Noticing Spiritual Synchronicity
by Neva J. Howell unless otherwise noted
Spiritual Synchronicity Comes Full Circle
I posted earlier about my discovery that someone is building three large chicken houses about a half mile from my home.
I was thinking this morning, while reading Oprah’s blog about her 21-day cleanse, that there has been a synchronicity leading up to that moment. Up til this morning, I hadn’t realized that but had felt something building.
Spiritual awareness, in my reality, draws what I need to shift consciousness. Because I am actively seeking more and more spiritual integrity and centering, I notice synchronicity in messages….eventually, ha.
About three weeks ago, I guess, I was once again behind a chicken truck on the highway. Every time this happens, and I see those chickens in their cramped little crates, sometimes in the dead of winter with the freezing air just rushing thru the open cages, I decide again that I will stop eating chicken.
Then, over time, the memory dims and I forget how badly most of our feathered friends are treated before they make the ultimate sacrifice for us.
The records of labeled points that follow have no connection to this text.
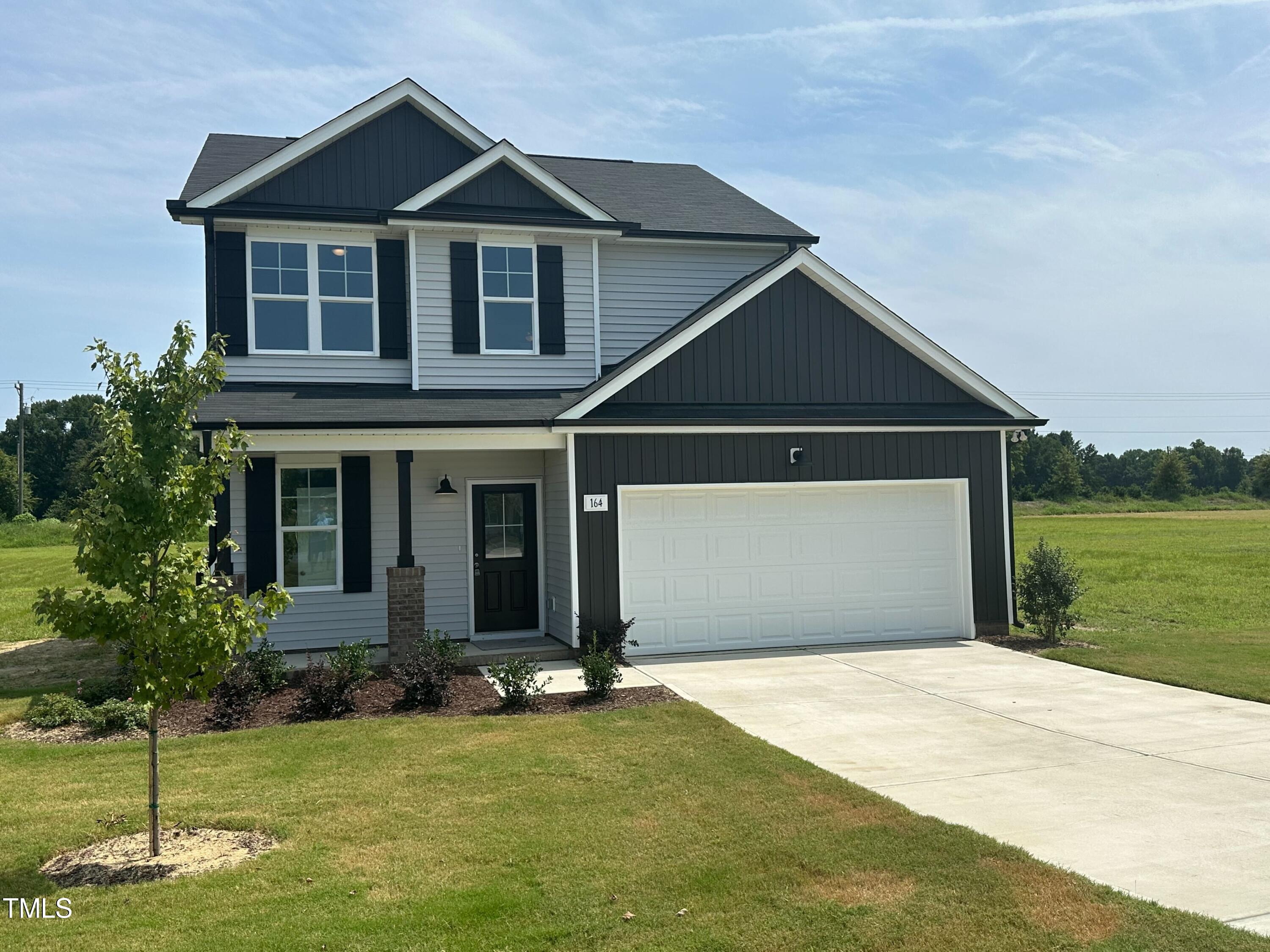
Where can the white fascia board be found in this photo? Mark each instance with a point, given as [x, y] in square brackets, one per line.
[491, 228]
[370, 441]
[506, 153]
[877, 314]
[293, 153]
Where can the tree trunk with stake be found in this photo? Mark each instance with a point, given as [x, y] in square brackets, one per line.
[154, 780]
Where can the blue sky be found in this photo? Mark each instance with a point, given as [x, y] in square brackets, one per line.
[1072, 200]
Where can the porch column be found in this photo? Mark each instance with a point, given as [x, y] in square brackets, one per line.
[406, 534]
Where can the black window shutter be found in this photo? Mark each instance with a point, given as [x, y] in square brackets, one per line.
[262, 525]
[356, 478]
[550, 300]
[232, 291]
[394, 300]
[465, 309]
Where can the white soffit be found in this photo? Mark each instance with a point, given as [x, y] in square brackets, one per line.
[294, 153]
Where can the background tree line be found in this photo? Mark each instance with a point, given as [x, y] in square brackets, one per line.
[63, 441]
[1058, 466]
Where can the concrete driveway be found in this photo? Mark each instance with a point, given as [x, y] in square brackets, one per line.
[1159, 791]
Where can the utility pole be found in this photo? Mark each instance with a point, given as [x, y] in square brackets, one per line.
[22, 445]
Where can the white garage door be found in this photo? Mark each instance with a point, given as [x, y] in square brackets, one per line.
[733, 567]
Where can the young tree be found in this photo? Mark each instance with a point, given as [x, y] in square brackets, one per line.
[149, 596]
[1173, 479]
[1049, 584]
[1065, 482]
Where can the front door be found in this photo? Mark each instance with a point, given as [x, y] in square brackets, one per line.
[506, 558]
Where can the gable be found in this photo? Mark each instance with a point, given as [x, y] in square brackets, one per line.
[502, 187]
[376, 165]
[792, 343]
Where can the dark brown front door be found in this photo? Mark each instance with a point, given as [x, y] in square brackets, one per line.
[506, 558]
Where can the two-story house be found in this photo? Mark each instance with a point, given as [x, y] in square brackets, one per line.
[526, 389]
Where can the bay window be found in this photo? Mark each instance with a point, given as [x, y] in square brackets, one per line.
[289, 318]
[507, 300]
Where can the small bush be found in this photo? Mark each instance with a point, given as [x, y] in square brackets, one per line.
[517, 680]
[428, 668]
[327, 690]
[600, 672]
[1049, 584]
[96, 691]
[235, 697]
[56, 711]
[610, 638]
[352, 663]
[268, 667]
[115, 715]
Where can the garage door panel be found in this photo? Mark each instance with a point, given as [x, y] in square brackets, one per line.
[723, 568]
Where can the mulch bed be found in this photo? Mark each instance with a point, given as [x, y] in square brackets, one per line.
[183, 852]
[469, 695]
[1030, 645]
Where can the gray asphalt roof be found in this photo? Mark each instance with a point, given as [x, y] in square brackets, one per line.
[378, 405]
[660, 196]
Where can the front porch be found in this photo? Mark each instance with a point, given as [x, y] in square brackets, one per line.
[464, 532]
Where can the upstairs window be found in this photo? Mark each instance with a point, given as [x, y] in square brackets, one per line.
[507, 300]
[289, 318]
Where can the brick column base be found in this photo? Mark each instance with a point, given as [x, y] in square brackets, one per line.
[406, 610]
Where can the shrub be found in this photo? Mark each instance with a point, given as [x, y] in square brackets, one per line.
[94, 691]
[327, 690]
[268, 667]
[237, 696]
[517, 680]
[116, 715]
[428, 668]
[1049, 584]
[609, 638]
[56, 711]
[600, 672]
When I got behind this particular truck, it was empty. I was grateful for that but, at the same time, noticed that I was having the same reactions as if the truck had been filled. I could still see those chickens. Though it was not cold this day, it was raining and I could imagine what that would have felt like, pelting them through the crates.
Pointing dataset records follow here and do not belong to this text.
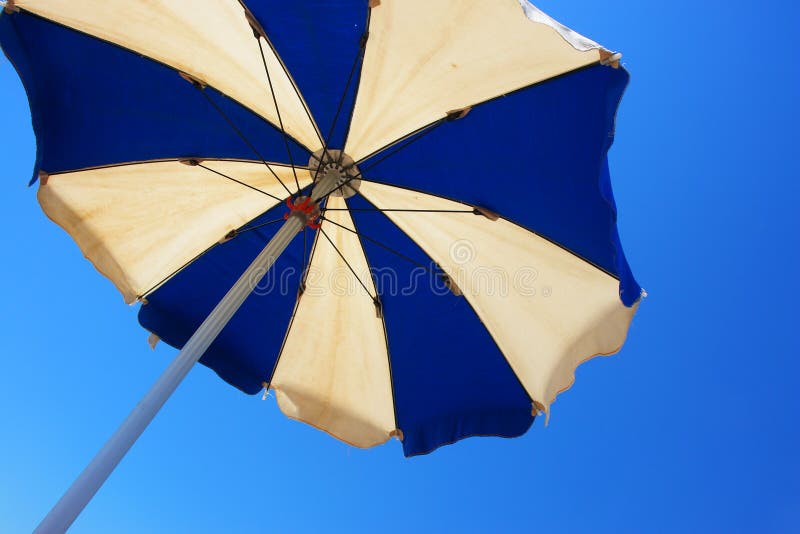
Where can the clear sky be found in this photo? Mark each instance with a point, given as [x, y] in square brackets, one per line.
[693, 427]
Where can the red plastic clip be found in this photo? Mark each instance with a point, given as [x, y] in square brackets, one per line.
[307, 207]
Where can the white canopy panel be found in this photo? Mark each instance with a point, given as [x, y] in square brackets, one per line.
[138, 223]
[426, 58]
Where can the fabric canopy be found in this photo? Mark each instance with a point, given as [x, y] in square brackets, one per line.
[453, 296]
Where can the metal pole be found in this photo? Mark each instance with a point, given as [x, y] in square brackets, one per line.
[95, 474]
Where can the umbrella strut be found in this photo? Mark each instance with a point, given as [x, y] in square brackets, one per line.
[95, 474]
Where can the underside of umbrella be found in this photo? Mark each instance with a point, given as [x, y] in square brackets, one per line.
[469, 245]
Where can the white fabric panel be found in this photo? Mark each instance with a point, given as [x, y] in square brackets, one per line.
[138, 223]
[547, 309]
[571, 36]
[425, 58]
[208, 39]
[333, 372]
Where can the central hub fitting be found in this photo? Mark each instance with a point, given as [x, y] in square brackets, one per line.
[338, 166]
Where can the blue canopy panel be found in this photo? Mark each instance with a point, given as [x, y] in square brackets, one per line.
[245, 352]
[548, 142]
[318, 41]
[450, 379]
[95, 104]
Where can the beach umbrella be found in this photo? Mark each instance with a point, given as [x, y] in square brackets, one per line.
[396, 214]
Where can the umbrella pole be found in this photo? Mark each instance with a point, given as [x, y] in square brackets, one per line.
[95, 474]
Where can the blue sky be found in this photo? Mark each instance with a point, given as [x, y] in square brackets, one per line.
[693, 427]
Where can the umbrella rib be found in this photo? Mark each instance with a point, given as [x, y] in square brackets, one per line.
[378, 243]
[412, 138]
[242, 136]
[175, 272]
[373, 297]
[325, 146]
[240, 182]
[256, 227]
[438, 122]
[363, 45]
[381, 210]
[278, 111]
[379, 310]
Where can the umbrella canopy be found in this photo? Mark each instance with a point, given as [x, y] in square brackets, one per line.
[468, 260]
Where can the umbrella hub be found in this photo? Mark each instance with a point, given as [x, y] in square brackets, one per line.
[337, 166]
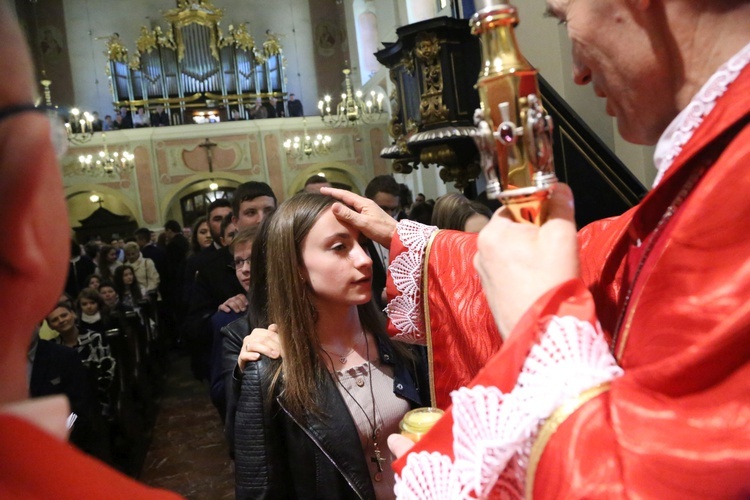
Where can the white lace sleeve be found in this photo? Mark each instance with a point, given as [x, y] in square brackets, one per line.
[405, 311]
[493, 432]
So, once again, I swore off meats. I looked at the consciousness of cows again and also recalled the newscast I had recently seen about how the processing of beef was one of the most energy-wasteful food processes of any food we eat. In other words, beef costs more energy (gas, specifically) to process, ship and get on the table that most other foods.
Add to this the simply horrible images I have in my head from documentaries about beef processing plants and the simpler question might be how I could ever eat it instead of how do I stop.
One of my challenges with this idea of giving up meat has been that my body really craves the kind of protein in beef and chicken.
I’ve tried soy, whey and other proteins and they are simply not the same. In fact, whey protein products upset my digestive and eliminatory processes and soy just doesn’t feel right in my body ….. so, how do I get my protein? I can only eat so many beans!
Anyway, back to synchronicity…
Nothing brings a message home like having it come home, literally When I think of having a chicken house that close to me, I just can’t think of it. Really.
At first, I thought it would be the odor. I talked with the man building the houses and he says there will be solid walls to reduce odor, rather than open walls. Doesn’t mean there won’t be odor but should not be as bad as I first imagined.
However, I am realizing that odor wasn’t the biggest issue. The reality is sinking in that I don’t want to be that aware of what it takes to bring that chicken dinner to my table.
And then I tune in to Oprah to hear this woman speaking of not eating meat, as part of conscious eating…..
Spiritual synchronicity, full circle.
So what do I do now? Well, I live my life here. I am probably going to sell my healing center. Until it sells, I live my life. I will be living it a little more consciously due to these developments.